Researchers at the UK's North East Regional e-Science Centre have used grid computing to reveal why anthrax, despite being related to many bacteria that live and grow in soil, can only grow when it is living in an animal host. It is a fact that has been puzzling scientists for some time.
Tracy Craddock, Dr Anil Wipat, Professor Colin Harwood, and colleagues at the North East Regional e-Science Centre in Newcastle, northern England, revealed the new insights after developing a method for deducing and characterising the proteins a bacterium secretes, using information deriving solely from its genome sequence. These proteins can indicate a lot about the way the bacterium survives, because they are often very highly adapted to the bacterium’s natural environment.
As genes carry the code for proteins, researchers are able to use knowledge of a bacterium’s genes to deduce all the proteins it produces. However, it is very time consuming to separate the secreted proteins from the others present in the bacterium, particularly as some secrete more than 4,000 proteins. To solve this, the Newcastle researchers have developed an automatic method to identify, analyse, and compare the proteins.

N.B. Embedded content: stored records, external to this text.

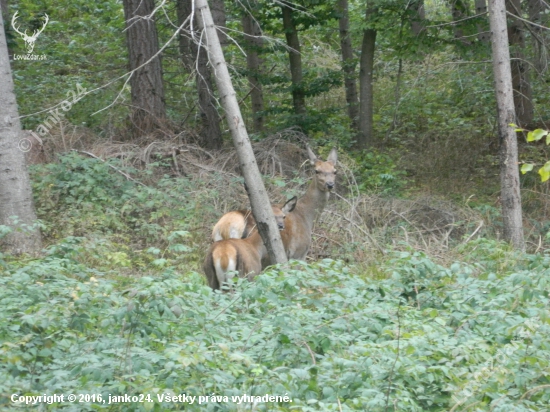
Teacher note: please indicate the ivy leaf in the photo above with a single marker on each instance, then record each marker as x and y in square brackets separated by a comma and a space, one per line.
[526, 167]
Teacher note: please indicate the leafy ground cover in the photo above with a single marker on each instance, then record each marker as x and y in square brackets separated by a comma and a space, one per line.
[426, 338]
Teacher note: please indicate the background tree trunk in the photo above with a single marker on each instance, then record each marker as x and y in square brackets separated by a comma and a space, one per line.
[366, 90]
[253, 44]
[295, 60]
[418, 17]
[521, 82]
[537, 14]
[483, 34]
[217, 7]
[15, 187]
[149, 109]
[348, 64]
[459, 11]
[259, 201]
[509, 172]
[195, 58]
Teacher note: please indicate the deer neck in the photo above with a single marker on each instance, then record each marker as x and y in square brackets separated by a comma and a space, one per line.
[311, 203]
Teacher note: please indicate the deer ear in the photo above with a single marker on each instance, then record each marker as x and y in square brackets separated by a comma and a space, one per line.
[333, 156]
[290, 205]
[311, 155]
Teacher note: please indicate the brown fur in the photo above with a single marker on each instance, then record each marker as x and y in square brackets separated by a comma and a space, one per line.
[242, 255]
[239, 224]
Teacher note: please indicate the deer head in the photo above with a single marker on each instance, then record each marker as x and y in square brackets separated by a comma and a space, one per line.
[29, 40]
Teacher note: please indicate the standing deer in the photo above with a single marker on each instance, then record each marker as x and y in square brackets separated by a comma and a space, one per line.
[29, 40]
[242, 255]
[298, 226]
[296, 236]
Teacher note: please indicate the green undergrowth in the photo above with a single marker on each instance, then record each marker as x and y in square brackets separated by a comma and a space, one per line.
[425, 338]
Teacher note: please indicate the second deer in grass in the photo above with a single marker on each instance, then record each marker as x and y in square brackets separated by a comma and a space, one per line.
[242, 255]
[299, 224]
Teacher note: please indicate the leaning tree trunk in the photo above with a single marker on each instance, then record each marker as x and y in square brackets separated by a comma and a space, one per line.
[295, 60]
[195, 58]
[366, 89]
[15, 187]
[257, 194]
[509, 174]
[523, 96]
[253, 44]
[348, 64]
[148, 105]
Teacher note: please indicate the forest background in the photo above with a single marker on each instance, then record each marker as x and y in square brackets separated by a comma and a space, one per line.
[410, 299]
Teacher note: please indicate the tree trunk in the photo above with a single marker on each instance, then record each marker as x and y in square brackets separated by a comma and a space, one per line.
[483, 34]
[418, 18]
[520, 67]
[253, 44]
[538, 14]
[509, 172]
[195, 58]
[217, 7]
[459, 11]
[261, 207]
[15, 187]
[366, 90]
[148, 105]
[348, 64]
[295, 59]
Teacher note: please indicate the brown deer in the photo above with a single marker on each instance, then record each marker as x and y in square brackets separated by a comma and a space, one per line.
[296, 235]
[298, 226]
[242, 255]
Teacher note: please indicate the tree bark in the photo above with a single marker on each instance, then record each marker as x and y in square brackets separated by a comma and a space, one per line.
[195, 58]
[523, 96]
[348, 65]
[261, 207]
[253, 44]
[148, 104]
[509, 172]
[295, 60]
[366, 89]
[15, 187]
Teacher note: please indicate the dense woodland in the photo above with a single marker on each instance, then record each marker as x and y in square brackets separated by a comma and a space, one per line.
[419, 291]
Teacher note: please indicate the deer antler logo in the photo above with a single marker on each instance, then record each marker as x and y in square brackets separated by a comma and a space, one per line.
[29, 40]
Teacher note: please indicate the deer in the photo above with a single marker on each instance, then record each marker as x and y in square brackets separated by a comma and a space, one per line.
[242, 255]
[29, 40]
[296, 235]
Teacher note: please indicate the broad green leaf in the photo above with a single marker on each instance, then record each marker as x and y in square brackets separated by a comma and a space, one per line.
[544, 172]
[536, 135]
[526, 167]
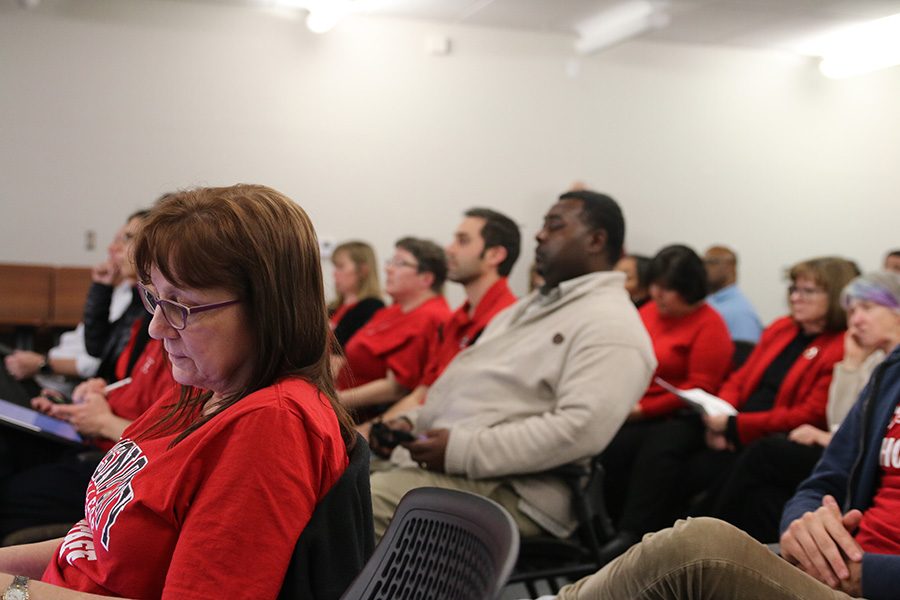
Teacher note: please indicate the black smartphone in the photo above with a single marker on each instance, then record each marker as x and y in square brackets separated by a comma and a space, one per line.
[390, 438]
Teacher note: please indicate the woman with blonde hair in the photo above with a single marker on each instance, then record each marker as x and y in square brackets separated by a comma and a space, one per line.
[358, 291]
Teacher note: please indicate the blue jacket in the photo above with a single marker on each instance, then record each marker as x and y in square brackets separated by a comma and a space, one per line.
[849, 470]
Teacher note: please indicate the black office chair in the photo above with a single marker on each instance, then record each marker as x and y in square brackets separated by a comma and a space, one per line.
[441, 545]
[339, 538]
[558, 561]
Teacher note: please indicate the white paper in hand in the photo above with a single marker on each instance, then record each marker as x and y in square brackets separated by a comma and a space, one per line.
[700, 400]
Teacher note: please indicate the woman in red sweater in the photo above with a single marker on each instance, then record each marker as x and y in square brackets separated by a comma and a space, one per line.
[783, 384]
[693, 350]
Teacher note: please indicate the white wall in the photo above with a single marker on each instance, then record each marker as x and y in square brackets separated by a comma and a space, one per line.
[107, 103]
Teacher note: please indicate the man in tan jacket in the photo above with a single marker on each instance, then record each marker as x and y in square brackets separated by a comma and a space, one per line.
[549, 382]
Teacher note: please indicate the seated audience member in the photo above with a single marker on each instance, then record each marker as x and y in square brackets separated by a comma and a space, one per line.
[386, 358]
[725, 296]
[892, 261]
[102, 338]
[235, 284]
[693, 350]
[484, 249]
[839, 537]
[20, 451]
[357, 287]
[769, 470]
[549, 382]
[70, 357]
[637, 283]
[783, 385]
[53, 492]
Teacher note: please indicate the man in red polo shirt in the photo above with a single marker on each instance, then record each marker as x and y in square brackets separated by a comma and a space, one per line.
[480, 257]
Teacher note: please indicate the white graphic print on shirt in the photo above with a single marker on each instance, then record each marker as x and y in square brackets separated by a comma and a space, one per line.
[108, 493]
[890, 445]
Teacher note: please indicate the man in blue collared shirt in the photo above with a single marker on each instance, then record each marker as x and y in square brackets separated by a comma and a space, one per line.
[739, 315]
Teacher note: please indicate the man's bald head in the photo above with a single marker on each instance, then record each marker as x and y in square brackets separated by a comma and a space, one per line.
[721, 267]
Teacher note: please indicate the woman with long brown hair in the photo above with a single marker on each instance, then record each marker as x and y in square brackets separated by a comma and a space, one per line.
[206, 494]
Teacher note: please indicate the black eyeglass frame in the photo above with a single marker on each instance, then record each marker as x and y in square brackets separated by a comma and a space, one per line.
[151, 301]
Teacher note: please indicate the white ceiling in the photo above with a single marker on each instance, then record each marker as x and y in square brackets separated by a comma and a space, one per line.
[769, 24]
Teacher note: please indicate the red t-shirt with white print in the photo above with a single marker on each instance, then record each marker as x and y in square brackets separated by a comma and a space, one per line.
[879, 530]
[215, 516]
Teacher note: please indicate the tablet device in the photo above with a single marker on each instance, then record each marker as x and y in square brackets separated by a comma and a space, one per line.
[26, 419]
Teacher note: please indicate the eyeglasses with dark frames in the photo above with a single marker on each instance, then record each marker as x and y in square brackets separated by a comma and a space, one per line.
[175, 313]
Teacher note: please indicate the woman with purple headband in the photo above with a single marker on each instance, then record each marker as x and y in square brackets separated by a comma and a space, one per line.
[770, 469]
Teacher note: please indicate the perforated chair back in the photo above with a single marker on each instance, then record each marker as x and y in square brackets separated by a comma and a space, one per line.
[441, 545]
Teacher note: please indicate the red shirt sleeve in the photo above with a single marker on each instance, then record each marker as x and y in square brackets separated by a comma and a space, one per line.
[246, 514]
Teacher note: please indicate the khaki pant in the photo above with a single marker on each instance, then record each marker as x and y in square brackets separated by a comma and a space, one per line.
[389, 486]
[699, 559]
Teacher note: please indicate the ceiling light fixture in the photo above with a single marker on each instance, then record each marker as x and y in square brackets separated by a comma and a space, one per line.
[862, 49]
[619, 23]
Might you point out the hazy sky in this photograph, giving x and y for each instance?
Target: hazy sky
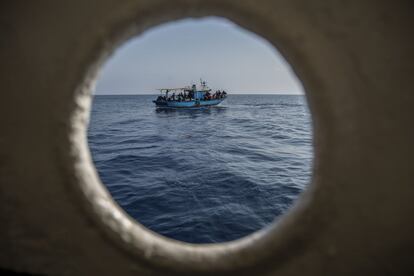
(178, 54)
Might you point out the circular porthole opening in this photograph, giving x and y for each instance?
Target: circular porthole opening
(194, 173)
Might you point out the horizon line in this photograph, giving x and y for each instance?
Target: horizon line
(147, 94)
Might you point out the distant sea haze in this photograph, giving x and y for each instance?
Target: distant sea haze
(203, 175)
(101, 93)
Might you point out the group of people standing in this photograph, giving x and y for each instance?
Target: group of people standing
(217, 95)
(189, 96)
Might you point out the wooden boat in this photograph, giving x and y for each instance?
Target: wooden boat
(189, 97)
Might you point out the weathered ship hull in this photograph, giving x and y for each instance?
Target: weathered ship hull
(188, 104)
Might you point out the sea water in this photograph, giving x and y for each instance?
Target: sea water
(203, 175)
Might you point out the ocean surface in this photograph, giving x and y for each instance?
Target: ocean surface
(203, 175)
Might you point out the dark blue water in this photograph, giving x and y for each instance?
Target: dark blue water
(203, 176)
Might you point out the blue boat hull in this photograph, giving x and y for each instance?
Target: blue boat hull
(188, 104)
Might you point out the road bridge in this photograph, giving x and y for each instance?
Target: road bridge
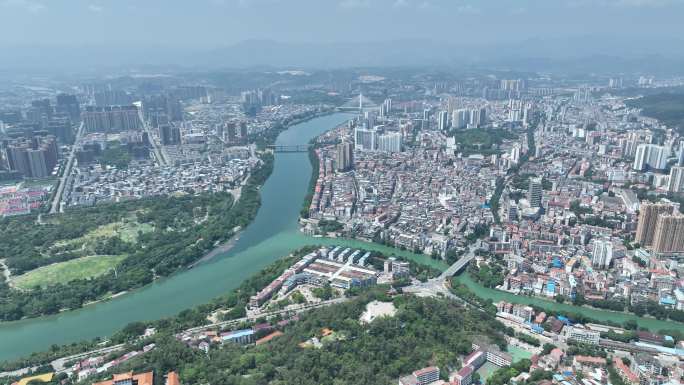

Their method is based on the Taverna workflow technology, and was developed under myGrid, an e-Science project funded by the UK's Engineering and Physical Sciences Research Council. The genetic codes of all the Bacillus family, of which Anthrax is a member, were analysed to find the secreted proteins, which were then grouped according to their predicted functions.
The team found that the predicted secreted proteins from Bacillus anthracis help to explain its inability to grow in soil. ‘When we looked at the secreted proteins, we found that they’re not adapted to utilise molecules in the soil,’ says Professor Harwood.
Most of them enable the bacteria to grow in an animal host by breaking down muscle fibres. However there is still a whole group of proteins with unknown functions. ‘We don’t know what these latter proteins do, but we think they help the organism to evade the immune response,’ says Professor Harwood. ‘We’re beginning to understand why Bacillus anthracis behaves in the way that it does – and how it has adapted to grow only in the host and not in the soil.’
The team is setting up a website to guide users through the process for any bacterium whose genome is known. By identifying the secreted proteins it will be possible to determine some of the previously unsuspected properties of a bacterium, including whether it is likely to be pathogenic or not. The method is also showing promise of commercial application as many enzymes sold commercially, such as plant-derived enzymes used for biofuel production, are proteins harvested from bacteria which secrete them naturally.